Introduction
This User Guide is an introduction to the Polars
DataFrame library. Its goal is to introduce you to Polars
by going through examples and comparing it to other
solutions. Some design choices are introduced here. The guide will also introduce you to optimal usage of Polars
.
Even though Polars
is completely written in Rust
(no runtime overhead!) and uses Arrow
-- the
native arrow2 Rust
implementation -- as its foundation, the examples presented in this guide will be mostly using its higher-level language
bindings. Higher-level bindings only serve as a thin wrapper for functionality implemented in the core library.
For Pandas
users, our Python package will offer the easiest way to get started with Polars
.
Philosophy
The goal of Polars
is to provide a lightning fast DataFrame
library that:
- Utilizes all available cores on your machine.

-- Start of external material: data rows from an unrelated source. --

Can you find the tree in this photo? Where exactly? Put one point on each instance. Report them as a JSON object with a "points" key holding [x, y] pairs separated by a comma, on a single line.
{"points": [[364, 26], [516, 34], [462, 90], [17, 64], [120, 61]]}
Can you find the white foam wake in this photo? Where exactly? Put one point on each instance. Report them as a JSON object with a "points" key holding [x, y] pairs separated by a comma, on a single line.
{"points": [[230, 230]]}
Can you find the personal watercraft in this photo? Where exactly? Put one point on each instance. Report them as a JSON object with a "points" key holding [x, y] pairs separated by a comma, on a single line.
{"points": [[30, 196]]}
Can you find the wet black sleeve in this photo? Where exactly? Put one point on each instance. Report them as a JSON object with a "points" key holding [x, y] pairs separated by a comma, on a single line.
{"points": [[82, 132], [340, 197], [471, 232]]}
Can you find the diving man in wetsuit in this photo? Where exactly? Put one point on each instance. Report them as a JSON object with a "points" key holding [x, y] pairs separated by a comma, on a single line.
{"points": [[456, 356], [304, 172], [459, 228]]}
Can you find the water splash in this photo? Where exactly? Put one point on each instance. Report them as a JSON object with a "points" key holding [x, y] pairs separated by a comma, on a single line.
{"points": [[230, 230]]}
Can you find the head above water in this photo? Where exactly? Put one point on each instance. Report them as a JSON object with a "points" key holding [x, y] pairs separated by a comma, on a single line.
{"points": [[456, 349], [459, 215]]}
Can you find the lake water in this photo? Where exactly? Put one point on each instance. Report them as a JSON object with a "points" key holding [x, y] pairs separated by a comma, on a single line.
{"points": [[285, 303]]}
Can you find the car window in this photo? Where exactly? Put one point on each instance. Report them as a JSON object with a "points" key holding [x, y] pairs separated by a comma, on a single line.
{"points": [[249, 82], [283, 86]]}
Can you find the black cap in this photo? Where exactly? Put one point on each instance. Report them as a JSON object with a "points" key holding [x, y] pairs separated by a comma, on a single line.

- Optimizes queries to reduce unneeded work/memory allocations.
- Handles datasets much larger than your available RAM.
- Has an API that is consistent and predictable.
- Has a strict schema (data-types should be known before running the query).
Polars is written in Rust which gives it C/C++ performance and allows it to fully control performance critical parts in a query engine.
As such Polars
goes to great lengths to:
- Reduce redundant copies.
- Traverse memory cache efficiently.
- Minimize contention in parallelism.
- Process data in chunks.
- Reuse memory allocations.